Thomas, from Oxfordshire, said of chat groups where he had made antisemitic and racist remarks to other alleged National Action members: “That was entertaining to me at the time. It was funny, at the time.”

Asked whether his parents had been “extremists or racists”, he said: “They were common racists.”

Thomas, who was twice turned down by the army because of an Asperger’s diagnosis, said his beliefs in white nationalism began at an early age and his racist views led to his expulsion from mainstream school aged 14.

He added: “I’d say aged five, mostly because of my stepfather. My stepfather was in the band Skrewdriver. The band was widely known as a white power band. It had very racist views.

“When I was five, he’d talk to me about that and shave my head as well.”

Thomas said his paternal grandfather was from Derry in Northern Ireland and had had “a positive view of Hitler and the Nazis” and used to deliver a “Hitler salute” when Thomas visited as a boy. He added that his great-grandfather was a supporter of the British Union of Fascists.

Three other men who had been due to stand trial alongside the trio, admitted being National Action members before the trial began.

Thomas’s close friend Darren Fletcher, 28, of Wednesfield, West Midlands, Joel Wilmore, 24, of Stockport, Greater Manchester, and Nathan Pryke, 26, of March, Cambridgeshire, will be sentenced later.

Counter-terrorism detectives believe those convicted on Monday, and the three who had pleaded guilty earlier, were members of a Midlands cell of an extreme rightwing group committed to violence.

DCS Matt Ward, of the West Midlands counter-terrorism unit, said investigators had taken out a Midlands chapter of National Action.

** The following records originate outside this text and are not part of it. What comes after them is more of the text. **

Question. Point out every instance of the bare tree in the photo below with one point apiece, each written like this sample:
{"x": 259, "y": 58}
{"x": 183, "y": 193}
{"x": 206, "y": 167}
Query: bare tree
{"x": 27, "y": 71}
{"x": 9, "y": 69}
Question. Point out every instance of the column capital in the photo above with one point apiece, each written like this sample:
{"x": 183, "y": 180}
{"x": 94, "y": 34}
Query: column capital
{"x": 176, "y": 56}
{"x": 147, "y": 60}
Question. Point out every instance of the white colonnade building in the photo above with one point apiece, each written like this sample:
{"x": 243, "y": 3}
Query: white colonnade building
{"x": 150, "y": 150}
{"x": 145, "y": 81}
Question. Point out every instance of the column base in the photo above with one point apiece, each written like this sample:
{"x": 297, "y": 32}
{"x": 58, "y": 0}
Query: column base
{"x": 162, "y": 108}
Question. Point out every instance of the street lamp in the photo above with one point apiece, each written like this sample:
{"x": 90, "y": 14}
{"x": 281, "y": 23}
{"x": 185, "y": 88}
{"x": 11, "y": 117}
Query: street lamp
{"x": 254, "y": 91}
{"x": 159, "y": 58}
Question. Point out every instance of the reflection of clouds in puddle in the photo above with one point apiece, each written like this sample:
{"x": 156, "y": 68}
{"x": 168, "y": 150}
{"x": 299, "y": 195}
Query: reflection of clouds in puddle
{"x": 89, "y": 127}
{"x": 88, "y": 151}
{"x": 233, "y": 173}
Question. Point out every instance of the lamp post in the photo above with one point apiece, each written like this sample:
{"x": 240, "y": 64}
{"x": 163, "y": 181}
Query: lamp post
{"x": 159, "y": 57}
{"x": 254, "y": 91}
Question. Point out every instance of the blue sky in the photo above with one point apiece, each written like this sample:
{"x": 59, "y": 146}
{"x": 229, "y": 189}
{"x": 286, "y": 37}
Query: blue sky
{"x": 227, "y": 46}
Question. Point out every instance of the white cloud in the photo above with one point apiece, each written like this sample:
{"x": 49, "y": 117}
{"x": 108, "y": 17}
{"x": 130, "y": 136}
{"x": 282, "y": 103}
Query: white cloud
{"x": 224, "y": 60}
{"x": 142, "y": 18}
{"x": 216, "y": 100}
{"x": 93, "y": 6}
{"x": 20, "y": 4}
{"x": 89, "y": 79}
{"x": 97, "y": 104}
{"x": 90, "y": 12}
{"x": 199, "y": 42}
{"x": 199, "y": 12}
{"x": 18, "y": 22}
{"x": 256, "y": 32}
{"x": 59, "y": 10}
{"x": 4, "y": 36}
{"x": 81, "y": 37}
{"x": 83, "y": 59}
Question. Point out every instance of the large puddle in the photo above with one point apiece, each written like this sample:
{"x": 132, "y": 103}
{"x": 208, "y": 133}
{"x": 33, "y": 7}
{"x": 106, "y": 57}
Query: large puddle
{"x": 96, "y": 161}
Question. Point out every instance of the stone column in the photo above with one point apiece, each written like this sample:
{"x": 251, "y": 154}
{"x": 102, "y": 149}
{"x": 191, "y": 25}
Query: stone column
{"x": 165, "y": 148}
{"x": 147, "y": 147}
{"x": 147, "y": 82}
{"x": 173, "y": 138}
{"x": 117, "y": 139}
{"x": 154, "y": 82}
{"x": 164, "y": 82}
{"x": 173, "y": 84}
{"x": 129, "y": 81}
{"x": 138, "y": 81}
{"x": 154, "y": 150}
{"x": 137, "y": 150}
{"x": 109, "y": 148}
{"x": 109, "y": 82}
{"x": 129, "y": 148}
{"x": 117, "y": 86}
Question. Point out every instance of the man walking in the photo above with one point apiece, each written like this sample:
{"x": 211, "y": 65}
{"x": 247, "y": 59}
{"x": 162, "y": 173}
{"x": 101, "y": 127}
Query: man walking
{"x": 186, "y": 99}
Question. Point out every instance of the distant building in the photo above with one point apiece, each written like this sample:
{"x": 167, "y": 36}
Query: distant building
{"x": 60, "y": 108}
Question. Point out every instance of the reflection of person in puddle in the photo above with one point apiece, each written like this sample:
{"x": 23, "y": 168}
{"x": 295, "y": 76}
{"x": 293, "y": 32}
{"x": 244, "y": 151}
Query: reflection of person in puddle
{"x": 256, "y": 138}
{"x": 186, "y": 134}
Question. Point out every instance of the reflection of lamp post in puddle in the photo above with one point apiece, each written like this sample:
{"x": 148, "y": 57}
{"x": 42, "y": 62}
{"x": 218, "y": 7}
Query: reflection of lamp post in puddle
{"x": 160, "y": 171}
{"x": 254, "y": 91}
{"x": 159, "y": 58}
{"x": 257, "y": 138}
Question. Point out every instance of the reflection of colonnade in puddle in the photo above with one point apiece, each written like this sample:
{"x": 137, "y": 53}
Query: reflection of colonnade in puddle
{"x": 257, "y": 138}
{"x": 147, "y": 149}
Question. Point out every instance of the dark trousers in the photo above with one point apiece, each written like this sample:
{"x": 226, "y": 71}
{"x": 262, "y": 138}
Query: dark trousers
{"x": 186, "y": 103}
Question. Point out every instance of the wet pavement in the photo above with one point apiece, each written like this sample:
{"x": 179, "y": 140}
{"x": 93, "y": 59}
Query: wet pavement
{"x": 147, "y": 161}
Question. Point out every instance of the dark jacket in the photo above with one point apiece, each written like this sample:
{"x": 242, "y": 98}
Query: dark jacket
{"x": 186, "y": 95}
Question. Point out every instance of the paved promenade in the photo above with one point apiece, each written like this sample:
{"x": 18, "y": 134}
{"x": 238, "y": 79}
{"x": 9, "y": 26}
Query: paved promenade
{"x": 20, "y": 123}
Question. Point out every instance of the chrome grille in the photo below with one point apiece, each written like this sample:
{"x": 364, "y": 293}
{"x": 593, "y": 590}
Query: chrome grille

Ward said the banned group was more dangerous than race hate groups seen before. He said: “National Action is a much more sophisticated and organised set-up than we have seen with other rightwing groups.”

He said it used sophisticated online encryption and targeted the military and those versed in IT skills as potential recruits. “The greatest threat they posed was trying to radicalise and recruit others,” he said.

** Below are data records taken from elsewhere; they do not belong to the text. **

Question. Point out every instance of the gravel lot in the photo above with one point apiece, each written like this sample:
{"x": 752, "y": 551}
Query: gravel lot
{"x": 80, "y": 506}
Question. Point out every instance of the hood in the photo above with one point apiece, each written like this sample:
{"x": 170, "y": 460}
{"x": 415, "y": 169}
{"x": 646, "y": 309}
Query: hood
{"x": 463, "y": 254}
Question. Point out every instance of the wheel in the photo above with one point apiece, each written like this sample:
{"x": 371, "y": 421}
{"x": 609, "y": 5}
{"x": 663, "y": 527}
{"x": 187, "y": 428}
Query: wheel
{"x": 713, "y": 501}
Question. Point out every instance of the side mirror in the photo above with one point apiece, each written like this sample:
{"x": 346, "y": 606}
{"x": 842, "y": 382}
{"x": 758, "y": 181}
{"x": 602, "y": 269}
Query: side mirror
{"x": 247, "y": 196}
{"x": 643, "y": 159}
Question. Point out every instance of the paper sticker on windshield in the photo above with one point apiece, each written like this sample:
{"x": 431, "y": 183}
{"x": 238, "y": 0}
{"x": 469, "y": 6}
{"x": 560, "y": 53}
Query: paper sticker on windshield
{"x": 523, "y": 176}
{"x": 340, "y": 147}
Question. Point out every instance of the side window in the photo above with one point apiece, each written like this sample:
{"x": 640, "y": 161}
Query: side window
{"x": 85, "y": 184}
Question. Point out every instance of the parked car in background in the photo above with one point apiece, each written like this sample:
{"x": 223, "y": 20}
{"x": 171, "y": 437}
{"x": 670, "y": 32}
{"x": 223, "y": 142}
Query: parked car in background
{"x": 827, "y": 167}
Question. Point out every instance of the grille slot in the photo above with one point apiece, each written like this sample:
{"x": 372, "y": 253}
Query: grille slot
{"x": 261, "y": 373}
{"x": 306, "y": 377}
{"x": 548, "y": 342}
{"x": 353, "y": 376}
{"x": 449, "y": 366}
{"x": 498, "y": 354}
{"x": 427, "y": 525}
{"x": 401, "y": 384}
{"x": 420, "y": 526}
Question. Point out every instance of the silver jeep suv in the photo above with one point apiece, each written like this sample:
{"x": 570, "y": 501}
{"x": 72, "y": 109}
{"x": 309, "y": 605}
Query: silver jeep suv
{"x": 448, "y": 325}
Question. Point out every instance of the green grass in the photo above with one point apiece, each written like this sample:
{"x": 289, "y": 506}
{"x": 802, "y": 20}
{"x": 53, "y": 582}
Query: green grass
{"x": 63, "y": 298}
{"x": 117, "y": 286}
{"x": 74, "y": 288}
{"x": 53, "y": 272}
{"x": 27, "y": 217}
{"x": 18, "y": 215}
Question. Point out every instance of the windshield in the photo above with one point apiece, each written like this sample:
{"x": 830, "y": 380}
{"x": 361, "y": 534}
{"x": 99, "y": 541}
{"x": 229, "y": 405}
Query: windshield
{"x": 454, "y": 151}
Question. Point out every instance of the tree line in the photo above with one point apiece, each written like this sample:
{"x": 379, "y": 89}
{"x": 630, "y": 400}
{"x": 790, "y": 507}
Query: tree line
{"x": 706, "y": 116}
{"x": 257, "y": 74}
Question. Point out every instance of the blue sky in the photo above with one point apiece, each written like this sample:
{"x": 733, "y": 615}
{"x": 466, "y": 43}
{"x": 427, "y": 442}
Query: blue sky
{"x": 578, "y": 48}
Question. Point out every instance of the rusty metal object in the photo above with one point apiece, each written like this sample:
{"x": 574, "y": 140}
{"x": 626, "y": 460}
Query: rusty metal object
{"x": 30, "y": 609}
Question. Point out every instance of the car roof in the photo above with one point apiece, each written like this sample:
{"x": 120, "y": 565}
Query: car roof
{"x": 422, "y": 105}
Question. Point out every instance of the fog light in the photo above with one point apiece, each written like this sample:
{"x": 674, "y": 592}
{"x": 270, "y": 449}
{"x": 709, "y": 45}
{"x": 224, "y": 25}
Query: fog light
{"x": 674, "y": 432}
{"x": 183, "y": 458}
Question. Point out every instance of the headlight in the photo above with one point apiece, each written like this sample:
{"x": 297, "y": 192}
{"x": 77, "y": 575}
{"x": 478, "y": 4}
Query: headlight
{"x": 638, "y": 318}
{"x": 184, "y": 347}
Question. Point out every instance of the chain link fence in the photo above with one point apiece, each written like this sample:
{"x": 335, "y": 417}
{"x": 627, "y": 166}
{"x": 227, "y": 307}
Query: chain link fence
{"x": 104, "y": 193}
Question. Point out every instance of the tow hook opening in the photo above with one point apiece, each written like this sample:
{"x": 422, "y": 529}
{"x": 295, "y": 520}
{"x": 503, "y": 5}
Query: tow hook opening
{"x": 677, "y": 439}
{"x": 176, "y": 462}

“There was an incredible amount of work to dismantle them. It took our full range of capabilities.”

He said some of the group’s activities started with putting up propaganda such as stickers, as they tried to win recruits for their race war.

Ward said they had the desire to set up white-only enclaves and wanted to use violence so “community turns on community”.

Ward said National Action followers would try to hide by changing the name of their group, but he echoed a concern among fellow counter-terrorism investigators that the extreme far right was a growing terrorist threat that represented a danger to Britain’s national security. “It won’t go away,” he said.

Furthermore, it was gaining support from overseas. “The shared ideology of neo-Nazism exists across Europe,” he said.

Ward said there was no evidence that those convicted and those who pleaded guilty were engaged in plotting an attack.